No momento em que o leitor encontra Florença, a cidade encontra-se no seu apogeu. O seu perfil redefine-se e aprimora-se à medida que se caminha para o fim de Quatrocentos – «mais de trinta [palácios] foram construídos de raiz nos últimos cinquenta anos, e muitas das torres que eram uma característica dominante do perfil da cidade foram demolidas» (p.28). Os maiores artistas e pensadores convergem para a república florentina, fazendo dela um autêntico museu a céu aberto. Não só os nascidos em Florença, como Leonardo (oriundo dos arredores da cidade, como Ficino, que era natural da área metropolitana de Florença, como diríamos hoje), Botticelli ou Ghirlandaio, mas também os originários de outras paragens, como o mais ilustre discípulo de Ficino, Pico della Mirandola (outro dos discípulos de Ficino fora Lourenço, o Magnífico).
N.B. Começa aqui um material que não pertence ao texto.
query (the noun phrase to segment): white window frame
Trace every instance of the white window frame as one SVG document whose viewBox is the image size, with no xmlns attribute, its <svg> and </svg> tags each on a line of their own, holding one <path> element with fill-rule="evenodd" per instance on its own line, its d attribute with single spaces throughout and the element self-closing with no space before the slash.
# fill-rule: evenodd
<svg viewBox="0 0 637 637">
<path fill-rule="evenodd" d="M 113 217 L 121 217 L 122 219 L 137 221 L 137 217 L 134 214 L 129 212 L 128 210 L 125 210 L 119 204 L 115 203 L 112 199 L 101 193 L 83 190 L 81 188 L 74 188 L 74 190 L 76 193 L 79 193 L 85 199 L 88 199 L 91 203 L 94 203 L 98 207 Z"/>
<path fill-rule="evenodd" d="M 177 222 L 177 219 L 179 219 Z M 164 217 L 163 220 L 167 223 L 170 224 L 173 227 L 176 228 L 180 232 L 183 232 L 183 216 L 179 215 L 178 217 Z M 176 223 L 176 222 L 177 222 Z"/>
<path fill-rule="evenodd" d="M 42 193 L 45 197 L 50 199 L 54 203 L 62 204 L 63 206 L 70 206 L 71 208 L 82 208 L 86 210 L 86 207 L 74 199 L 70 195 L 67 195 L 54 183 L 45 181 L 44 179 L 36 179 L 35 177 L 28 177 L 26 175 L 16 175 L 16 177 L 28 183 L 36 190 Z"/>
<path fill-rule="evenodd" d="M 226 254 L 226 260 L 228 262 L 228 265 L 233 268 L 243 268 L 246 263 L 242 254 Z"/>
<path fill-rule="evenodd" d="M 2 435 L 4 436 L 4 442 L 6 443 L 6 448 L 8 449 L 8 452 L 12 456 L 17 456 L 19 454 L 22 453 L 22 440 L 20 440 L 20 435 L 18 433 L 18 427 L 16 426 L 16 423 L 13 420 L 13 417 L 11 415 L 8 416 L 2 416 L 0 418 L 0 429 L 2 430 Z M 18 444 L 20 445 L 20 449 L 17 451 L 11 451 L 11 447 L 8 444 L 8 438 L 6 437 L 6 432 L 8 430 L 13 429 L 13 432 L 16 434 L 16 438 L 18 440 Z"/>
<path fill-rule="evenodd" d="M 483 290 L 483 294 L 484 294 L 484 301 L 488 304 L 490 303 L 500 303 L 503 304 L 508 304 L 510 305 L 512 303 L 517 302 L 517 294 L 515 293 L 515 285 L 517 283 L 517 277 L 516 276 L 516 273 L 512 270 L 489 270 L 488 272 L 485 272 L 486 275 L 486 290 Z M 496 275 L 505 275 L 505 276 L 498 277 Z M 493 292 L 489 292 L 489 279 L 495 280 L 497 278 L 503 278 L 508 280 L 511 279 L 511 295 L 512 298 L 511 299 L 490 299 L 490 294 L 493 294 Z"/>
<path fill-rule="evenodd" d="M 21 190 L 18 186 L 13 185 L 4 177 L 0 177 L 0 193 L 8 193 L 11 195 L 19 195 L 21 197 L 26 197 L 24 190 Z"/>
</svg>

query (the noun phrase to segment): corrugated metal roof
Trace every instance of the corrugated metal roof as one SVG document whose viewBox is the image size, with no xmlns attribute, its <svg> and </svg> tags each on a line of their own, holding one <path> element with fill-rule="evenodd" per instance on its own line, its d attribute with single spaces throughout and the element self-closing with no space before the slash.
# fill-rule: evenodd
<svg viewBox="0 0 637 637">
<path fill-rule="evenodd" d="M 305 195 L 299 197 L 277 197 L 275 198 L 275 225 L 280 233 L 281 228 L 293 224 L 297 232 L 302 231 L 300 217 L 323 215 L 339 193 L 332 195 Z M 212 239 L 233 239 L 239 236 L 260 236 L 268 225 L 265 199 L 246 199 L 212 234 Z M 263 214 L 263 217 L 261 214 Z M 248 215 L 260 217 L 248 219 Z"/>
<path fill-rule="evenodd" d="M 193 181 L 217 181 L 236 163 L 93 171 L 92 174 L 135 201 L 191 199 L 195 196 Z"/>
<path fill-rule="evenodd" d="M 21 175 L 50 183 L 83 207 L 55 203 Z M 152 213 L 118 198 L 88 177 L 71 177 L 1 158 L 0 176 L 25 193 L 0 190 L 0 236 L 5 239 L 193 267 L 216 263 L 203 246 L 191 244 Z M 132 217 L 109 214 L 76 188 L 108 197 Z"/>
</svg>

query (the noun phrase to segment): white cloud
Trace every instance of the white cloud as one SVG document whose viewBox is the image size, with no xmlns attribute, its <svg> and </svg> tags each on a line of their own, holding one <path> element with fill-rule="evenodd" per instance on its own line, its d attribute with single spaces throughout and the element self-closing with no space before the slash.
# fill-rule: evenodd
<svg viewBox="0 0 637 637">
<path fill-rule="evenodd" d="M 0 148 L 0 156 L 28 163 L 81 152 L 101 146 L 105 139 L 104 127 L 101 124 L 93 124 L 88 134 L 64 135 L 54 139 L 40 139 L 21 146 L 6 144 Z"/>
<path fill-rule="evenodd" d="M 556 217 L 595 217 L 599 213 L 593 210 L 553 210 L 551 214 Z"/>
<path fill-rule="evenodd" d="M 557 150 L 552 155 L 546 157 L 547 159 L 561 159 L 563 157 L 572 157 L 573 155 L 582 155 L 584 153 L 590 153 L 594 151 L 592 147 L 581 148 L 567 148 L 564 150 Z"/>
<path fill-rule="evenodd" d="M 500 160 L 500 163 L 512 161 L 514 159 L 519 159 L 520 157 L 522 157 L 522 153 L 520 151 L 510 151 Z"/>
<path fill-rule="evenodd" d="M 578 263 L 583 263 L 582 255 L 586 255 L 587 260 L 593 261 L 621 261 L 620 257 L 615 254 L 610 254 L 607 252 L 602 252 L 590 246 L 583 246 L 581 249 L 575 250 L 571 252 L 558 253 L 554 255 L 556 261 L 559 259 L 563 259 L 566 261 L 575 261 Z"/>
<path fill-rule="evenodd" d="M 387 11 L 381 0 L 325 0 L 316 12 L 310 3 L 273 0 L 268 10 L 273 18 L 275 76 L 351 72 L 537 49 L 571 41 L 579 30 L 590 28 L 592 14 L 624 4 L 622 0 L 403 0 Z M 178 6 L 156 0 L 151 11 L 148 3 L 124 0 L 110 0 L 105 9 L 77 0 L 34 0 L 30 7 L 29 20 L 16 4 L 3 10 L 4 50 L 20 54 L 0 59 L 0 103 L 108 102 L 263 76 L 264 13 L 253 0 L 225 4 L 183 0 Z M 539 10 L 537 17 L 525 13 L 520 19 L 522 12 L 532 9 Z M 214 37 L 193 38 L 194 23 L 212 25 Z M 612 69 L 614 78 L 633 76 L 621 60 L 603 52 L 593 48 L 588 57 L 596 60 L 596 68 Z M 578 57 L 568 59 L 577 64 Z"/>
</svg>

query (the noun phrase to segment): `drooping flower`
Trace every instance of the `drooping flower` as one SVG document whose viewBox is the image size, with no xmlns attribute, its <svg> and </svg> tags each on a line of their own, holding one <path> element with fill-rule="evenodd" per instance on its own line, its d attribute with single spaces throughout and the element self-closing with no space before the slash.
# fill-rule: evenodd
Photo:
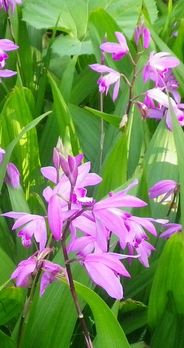
<svg viewBox="0 0 184 348">
<path fill-rule="evenodd" d="M 55 194 L 48 204 L 48 222 L 55 240 L 60 240 L 63 228 L 63 204 L 61 198 Z"/>
<path fill-rule="evenodd" d="M 0 164 L 3 162 L 5 153 L 5 150 L 0 147 Z"/>
<path fill-rule="evenodd" d="M 171 130 L 172 129 L 172 117 L 170 114 L 170 104 L 173 108 L 174 114 L 176 115 L 176 118 L 178 119 L 178 122 L 181 126 L 184 126 L 184 104 L 176 104 L 175 100 L 171 97 L 168 98 L 168 95 L 162 92 L 159 88 L 152 88 L 149 89 L 147 92 L 147 95 L 149 98 L 155 100 L 158 103 L 158 108 L 160 109 L 160 116 L 159 119 L 162 117 L 165 117 L 166 125 Z M 153 114 L 152 114 L 153 112 Z M 154 109 L 149 110 L 149 117 L 157 118 Z"/>
<path fill-rule="evenodd" d="M 149 197 L 151 199 L 163 196 L 161 202 L 165 201 L 169 196 L 176 194 L 178 184 L 175 180 L 160 180 L 149 189 Z"/>
<path fill-rule="evenodd" d="M 0 3 L 1 5 L 1 3 Z M 8 54 L 6 52 L 17 50 L 18 46 L 13 41 L 0 39 L 0 78 L 16 75 L 15 71 L 4 69 Z"/>
<path fill-rule="evenodd" d="M 6 168 L 5 181 L 7 184 L 13 188 L 18 188 L 20 186 L 20 173 L 13 163 L 8 163 Z"/>
<path fill-rule="evenodd" d="M 100 49 L 103 52 L 111 53 L 112 59 L 120 60 L 129 52 L 129 48 L 127 46 L 126 39 L 122 33 L 116 31 L 115 35 L 119 43 L 104 42 L 100 45 Z"/>
<path fill-rule="evenodd" d="M 45 218 L 40 215 L 27 214 L 24 212 L 10 211 L 2 214 L 2 216 L 16 219 L 12 226 L 12 230 L 18 229 L 18 237 L 21 237 L 22 245 L 29 248 L 32 245 L 32 238 L 39 244 L 39 249 L 42 251 L 47 242 L 47 228 Z"/>
<path fill-rule="evenodd" d="M 137 46 L 140 39 L 143 41 L 143 47 L 148 48 L 151 41 L 151 35 L 149 29 L 146 28 L 144 24 L 138 25 L 134 32 L 134 40 Z"/>
<path fill-rule="evenodd" d="M 8 12 L 9 9 L 12 11 L 15 10 L 16 5 L 21 4 L 22 0 L 0 0 L 0 9 L 4 8 L 6 12 Z"/>
<path fill-rule="evenodd" d="M 36 252 L 28 259 L 21 261 L 16 270 L 12 273 L 11 279 L 15 280 L 16 286 L 29 288 L 33 277 L 42 270 L 40 280 L 40 296 L 42 296 L 49 284 L 56 280 L 57 276 L 65 276 L 65 269 L 51 261 L 45 260 L 45 257 L 51 252 L 51 249 L 45 248 L 41 252 Z"/>
<path fill-rule="evenodd" d="M 56 277 L 58 275 L 66 277 L 66 272 L 63 267 L 48 260 L 43 261 L 42 271 L 43 274 L 40 280 L 40 296 L 42 296 L 46 288 L 57 279 Z"/>
<path fill-rule="evenodd" d="M 153 80 L 157 86 L 163 72 L 167 71 L 167 69 L 175 68 L 179 64 L 179 59 L 168 52 L 151 52 L 149 60 L 143 69 L 144 82 Z"/>
<path fill-rule="evenodd" d="M 0 147 L 0 165 L 3 162 L 5 153 L 5 150 Z M 12 162 L 9 162 L 6 167 L 5 182 L 13 188 L 18 188 L 20 186 L 19 170 Z"/>
<path fill-rule="evenodd" d="M 182 225 L 175 224 L 175 223 L 167 223 L 164 225 L 165 231 L 160 234 L 159 237 L 161 238 L 169 238 L 174 233 L 181 232 L 182 231 Z"/>
<path fill-rule="evenodd" d="M 128 256 L 125 256 L 128 257 Z M 123 297 L 123 287 L 120 283 L 120 275 L 130 277 L 120 259 L 125 258 L 116 253 L 88 254 L 82 260 L 91 279 L 107 293 L 118 300 Z"/>
<path fill-rule="evenodd" d="M 119 93 L 121 74 L 118 71 L 101 64 L 92 64 L 90 65 L 90 68 L 101 74 L 97 81 L 100 93 L 105 93 L 107 95 L 110 86 L 114 85 L 112 99 L 115 101 Z"/>
</svg>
Nesta cidade de artistas, é possível captar os mais curiosos flagrantes da vida e prática dos seus pintores e escultores – «Ucello estava de tal maneira maravilhado pela perspectiva que, segundo se diz, a mulher não conseguia convencê-lo a deixar os desenhos e deitar-se.» (p73); «Dizia-se que Fra Angelico era tão religioso que chorava de emoção sempre que pintava um crucifixo.» (p.77) Florença pulula, ainda, de histórias de rivalidades (benignas ou fatais) e invejas, de apreço e superação – «Verrochio, que morreu há dois anos, era um excelente pintor, além de escultor, mas consta que abandonou a pintura quando viu a beleza de um anjo pintado pelo seu talentoso discípulo Leonardo da Vinci.» (p.68); «Quando Donatello viu pela primeira vez a estátua de Bruneleschi, e percebeu que tinha sido completamente ultrapassado, ficou tão espantado que deixou cair o avental em que levava o almoço para casa, partindo os ovos de encontro ao chão.» (p.73)
Uma vez que Florença Renascentista pretende ser – e é – um guia turístico para o visitante de um século XV imaginado como presente, é precisamente essa a sua abordagem. Desde o ponto mais elevado, na hierarquia dos gostos – «O primeiro local a ver na sua visita a Florença é a Piazza del Duomo. Os três edifícios que dão para a praça – a catedral (localmente conhecida como Duomo, embora o seu nome seja Santa Maria del Fiore), o baptistério e o campanário (campanile) – formam um conjunto magnífico.» (p.60) –, até àquele que desce mais fundo – «se é impressionável, não olhe para a água [do Arno]; está completamente descolorida por uma mistura de lixo, esgoto, entranhas de animais, sabão, tanino e vários corantes» (p.34) –, a apreciação é feita em regime presencial, num tempo (verbal e não só) que impõe, sedutoramente, a sua dinâmica própria.
Florença Renascentista por Cinco Florins é um excelente guia turístico para o leitor do século XXI que pretenda sentir-se como se visitasse a cidade de Florença da última década do século XV.